Blake is a former Googler who's "pivoted" — i.e. changed career directions — multiple times, once when she was working at the tech giant, and again when she left to launch her consulting business. And she knows how scary it can be.
"Pivot" guides readers who are confused, intimidated, or just plain curious through the step-by-step process of figuring out what you should do next — and then doing it. She's nothing if not cautious, telling readers they should run some tests to make sure, for example, their startup idea is viable or this is really their passion.
Blake also has advice on building your network without feeling slimy, by "drafting," or taking on extra projects from someone who works in your desired field. It's a practical, highly re-readable guide for anyone at any stage.
If you're looking for people who "get" the modern-day job search — and how frustrating it can be — look no further.

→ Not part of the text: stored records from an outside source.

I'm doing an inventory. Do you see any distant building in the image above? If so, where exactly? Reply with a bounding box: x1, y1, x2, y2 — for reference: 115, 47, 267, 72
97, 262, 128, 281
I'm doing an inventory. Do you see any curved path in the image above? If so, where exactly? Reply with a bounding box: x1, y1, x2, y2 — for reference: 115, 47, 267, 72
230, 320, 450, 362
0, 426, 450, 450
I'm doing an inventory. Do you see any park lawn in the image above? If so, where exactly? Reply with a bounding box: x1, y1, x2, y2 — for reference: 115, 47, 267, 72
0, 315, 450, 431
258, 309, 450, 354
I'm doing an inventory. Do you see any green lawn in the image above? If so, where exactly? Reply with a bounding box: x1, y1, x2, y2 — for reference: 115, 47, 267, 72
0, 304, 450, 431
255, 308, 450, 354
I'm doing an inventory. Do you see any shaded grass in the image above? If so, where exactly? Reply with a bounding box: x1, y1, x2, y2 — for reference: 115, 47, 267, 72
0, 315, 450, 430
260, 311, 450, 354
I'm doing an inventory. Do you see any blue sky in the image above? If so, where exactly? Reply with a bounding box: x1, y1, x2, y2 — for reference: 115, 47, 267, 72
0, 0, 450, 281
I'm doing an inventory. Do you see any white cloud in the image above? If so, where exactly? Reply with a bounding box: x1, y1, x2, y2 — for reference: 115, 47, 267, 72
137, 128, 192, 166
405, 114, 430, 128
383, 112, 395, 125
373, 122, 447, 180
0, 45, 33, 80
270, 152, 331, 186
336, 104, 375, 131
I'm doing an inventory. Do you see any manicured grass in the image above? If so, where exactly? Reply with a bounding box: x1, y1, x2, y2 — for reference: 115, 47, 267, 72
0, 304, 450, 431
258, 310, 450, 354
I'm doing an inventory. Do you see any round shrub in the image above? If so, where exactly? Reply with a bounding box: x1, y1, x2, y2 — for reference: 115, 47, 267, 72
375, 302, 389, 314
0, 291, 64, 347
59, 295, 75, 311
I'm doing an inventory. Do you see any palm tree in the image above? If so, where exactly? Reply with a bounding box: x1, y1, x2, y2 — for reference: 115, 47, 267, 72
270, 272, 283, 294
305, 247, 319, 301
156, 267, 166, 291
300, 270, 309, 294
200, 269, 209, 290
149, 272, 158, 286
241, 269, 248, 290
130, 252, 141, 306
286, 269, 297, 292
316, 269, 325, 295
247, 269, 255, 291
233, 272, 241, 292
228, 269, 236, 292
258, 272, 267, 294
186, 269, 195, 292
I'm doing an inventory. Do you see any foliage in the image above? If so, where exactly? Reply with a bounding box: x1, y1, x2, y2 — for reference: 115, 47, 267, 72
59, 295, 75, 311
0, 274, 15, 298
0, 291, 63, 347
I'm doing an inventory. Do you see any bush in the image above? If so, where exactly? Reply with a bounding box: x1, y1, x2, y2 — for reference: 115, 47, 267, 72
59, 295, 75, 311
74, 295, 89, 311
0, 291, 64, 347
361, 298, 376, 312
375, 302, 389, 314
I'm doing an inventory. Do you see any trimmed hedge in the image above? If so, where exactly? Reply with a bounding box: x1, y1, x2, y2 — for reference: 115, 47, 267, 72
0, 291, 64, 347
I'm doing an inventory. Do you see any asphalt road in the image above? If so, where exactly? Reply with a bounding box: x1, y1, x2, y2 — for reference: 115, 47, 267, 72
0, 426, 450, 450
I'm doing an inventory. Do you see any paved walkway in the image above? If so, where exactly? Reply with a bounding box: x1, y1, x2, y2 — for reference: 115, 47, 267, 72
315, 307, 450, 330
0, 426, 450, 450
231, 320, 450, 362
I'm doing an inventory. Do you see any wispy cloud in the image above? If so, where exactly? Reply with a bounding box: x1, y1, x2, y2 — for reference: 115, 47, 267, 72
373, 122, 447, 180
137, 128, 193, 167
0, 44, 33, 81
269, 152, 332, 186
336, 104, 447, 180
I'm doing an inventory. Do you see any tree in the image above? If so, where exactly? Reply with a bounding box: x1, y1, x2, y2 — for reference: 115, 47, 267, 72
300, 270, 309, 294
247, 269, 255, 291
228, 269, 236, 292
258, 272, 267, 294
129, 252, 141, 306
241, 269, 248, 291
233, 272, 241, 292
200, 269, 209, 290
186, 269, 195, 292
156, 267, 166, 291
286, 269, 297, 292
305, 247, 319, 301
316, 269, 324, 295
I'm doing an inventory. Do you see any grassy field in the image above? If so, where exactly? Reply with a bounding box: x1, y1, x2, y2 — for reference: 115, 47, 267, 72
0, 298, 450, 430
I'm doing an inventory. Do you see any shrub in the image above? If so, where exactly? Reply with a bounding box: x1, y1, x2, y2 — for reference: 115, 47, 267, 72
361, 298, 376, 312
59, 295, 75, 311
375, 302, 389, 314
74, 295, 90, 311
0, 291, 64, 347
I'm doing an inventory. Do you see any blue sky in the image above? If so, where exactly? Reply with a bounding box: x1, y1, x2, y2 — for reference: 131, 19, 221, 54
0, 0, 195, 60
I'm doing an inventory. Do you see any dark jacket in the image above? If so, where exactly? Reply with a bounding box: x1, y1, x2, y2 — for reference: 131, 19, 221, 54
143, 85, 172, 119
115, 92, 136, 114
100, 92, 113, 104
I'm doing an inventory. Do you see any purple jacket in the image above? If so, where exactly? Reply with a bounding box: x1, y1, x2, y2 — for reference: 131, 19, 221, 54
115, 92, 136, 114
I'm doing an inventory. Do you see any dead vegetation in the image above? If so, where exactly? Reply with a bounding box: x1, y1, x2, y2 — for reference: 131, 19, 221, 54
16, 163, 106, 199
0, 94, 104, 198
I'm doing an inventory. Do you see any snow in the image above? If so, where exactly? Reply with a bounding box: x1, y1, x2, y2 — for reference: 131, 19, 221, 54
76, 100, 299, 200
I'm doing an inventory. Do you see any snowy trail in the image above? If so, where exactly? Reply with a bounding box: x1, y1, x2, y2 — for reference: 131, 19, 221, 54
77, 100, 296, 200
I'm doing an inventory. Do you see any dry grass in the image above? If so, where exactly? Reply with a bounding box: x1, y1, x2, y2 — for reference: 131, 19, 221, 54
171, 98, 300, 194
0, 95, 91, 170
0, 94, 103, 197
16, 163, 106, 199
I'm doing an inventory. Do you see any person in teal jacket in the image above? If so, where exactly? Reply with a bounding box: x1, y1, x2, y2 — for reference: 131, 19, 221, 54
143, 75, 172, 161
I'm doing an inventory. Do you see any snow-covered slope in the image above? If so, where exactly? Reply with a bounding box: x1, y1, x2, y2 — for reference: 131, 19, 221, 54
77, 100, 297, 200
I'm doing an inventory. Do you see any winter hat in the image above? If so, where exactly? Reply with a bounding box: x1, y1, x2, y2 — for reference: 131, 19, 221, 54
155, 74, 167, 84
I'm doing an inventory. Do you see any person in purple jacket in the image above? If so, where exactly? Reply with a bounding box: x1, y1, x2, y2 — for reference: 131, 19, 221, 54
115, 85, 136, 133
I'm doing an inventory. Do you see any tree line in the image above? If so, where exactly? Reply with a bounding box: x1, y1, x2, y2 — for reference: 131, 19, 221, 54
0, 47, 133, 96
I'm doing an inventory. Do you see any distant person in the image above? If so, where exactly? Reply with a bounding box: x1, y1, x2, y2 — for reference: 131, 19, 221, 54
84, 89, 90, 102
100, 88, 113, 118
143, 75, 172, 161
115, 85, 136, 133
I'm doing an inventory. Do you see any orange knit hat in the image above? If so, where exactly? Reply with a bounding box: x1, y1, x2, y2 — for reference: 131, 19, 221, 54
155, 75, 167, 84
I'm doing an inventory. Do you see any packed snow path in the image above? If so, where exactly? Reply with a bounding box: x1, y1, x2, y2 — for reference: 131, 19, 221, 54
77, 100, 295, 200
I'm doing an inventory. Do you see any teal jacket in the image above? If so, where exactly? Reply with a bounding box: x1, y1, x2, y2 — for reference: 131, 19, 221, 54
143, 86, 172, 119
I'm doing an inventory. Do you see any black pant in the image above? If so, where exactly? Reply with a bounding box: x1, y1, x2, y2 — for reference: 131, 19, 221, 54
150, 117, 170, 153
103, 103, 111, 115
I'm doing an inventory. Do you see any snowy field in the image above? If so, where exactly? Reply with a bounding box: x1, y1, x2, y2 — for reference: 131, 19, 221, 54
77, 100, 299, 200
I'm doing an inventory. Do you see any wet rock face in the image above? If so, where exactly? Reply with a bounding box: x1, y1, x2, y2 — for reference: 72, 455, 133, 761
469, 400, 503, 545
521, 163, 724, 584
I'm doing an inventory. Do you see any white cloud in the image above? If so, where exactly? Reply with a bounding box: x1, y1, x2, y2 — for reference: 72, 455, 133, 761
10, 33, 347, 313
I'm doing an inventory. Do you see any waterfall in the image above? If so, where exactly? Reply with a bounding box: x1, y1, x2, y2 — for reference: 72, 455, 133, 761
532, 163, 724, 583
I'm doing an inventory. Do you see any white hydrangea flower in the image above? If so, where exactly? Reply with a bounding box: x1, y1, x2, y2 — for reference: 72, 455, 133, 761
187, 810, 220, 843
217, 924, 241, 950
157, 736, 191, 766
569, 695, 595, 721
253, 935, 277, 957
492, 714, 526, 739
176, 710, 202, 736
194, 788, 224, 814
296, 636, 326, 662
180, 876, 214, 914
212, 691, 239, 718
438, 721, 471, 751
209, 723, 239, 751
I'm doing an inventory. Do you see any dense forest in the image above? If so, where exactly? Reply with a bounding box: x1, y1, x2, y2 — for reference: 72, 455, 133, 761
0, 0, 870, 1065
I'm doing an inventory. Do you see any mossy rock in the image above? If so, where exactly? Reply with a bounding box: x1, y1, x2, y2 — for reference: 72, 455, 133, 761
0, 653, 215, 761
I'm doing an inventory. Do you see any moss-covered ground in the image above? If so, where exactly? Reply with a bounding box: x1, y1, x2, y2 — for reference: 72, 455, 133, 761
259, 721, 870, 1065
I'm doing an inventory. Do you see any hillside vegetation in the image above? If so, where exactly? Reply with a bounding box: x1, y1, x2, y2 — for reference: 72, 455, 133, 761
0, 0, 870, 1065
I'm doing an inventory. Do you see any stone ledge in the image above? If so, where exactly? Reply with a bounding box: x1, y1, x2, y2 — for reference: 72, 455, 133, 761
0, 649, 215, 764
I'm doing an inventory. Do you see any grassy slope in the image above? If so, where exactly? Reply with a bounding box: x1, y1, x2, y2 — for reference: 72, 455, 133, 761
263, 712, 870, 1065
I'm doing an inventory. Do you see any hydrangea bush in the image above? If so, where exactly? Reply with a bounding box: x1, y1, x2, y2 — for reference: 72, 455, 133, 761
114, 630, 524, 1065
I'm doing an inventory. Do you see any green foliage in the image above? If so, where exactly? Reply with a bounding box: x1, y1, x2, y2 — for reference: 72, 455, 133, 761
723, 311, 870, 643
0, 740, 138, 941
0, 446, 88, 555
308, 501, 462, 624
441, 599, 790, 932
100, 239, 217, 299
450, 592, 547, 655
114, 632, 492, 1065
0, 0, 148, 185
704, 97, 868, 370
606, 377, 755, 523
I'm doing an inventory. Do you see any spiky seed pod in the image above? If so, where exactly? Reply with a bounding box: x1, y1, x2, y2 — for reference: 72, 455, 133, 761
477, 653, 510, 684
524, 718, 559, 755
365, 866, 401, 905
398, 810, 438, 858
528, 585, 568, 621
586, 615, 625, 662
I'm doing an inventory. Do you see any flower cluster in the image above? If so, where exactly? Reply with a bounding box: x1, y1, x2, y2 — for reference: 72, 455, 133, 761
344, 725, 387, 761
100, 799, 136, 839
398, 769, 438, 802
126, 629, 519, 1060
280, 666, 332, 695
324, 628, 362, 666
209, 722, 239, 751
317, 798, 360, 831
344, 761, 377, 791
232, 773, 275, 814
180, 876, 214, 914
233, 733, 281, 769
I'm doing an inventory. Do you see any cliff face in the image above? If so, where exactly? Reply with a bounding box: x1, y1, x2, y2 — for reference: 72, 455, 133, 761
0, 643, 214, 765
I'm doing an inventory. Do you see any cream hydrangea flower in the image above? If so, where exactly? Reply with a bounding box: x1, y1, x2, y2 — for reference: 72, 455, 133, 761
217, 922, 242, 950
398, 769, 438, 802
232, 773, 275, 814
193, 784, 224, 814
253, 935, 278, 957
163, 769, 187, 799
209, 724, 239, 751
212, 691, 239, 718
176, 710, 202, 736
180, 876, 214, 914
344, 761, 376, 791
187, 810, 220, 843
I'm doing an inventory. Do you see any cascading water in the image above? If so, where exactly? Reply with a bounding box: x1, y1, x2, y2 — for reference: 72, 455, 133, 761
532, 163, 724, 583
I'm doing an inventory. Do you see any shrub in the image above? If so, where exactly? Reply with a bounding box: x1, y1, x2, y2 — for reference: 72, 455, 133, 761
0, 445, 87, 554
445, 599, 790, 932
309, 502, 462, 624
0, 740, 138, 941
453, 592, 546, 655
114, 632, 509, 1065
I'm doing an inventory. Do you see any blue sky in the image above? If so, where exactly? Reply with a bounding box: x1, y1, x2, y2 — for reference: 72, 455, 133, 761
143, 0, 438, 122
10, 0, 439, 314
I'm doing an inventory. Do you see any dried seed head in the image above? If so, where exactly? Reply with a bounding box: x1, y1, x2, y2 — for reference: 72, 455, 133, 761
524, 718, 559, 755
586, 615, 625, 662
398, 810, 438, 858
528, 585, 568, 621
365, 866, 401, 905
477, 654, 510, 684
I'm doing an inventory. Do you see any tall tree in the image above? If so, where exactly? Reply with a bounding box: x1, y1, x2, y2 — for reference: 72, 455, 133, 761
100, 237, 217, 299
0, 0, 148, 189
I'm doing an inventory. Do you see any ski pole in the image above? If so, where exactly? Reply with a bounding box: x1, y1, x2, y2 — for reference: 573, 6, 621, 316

Cavoulacos and Minshew are the cofounders, and COO and CEO, respectively, of popular career advice and job listings site The Muse. In "The New Rules of Work," they break down the process of landing your dream job into accessible steps, from networking to interviewing to moving up the ranks at your company.
Some highlights from the book: a template for cold-emailing someone at your dream company, a fresh take on post-interview thank-you notes, and advice on how to keep from stagnating in your current role.
The most popular job-search guide ever has been revised every year to reflect the realities of modern work.
The late Bolles (who was an Episcopalian minister) covers the basics — résumé writing, interviewing, networking — but also helps readers pinpoint their ideal career through the "Flower Exercise."
Barbara Safani, president of the career-management firm Career Solvers, told The New York Times in 2014 that the book has stayed relevant because Bolles "focuses not only on the job search process but the emotional and psychological side" of job hunting.
Before you head into a job interview and start pitching yourself to a hiring manager, you'll need to get a better handle on who exactly you are, in terms of your strengths and weaknesses.
Eurich is an organizational psychologist who helps people overcome obstacles to professional success — and the biggest one, she argues, is being oblivious to your flaws and mistakes. The problem? Self-awareness is key to success at work. "Insight" guides readers through the process of knowing themselves just a little bit better. Each chapter juxtaposes an anecdote about a struggling client Eurich has coached with relevant scientific research, and ends with some practical exercises readers can use in their everyday lives.
These exercises — like inviting someone to a meal and asking them to tell you everything that's wrong with you— take courage. But Eurich's experience suggests that, if you do take her advice, you'll be better positioned to advance in your career.
In this relatively short read, Schwartz, a psychologist at Swarthmore College, explains how human motivation works — and doesn't work.
Schwartz argues that people are motivated by purpose and meaning, i.e. the chance to achieve great things. There's no evidence to suggest people are motivated primarily by money. But most companies — from education to law — incentivize workers with financial rewards anyway.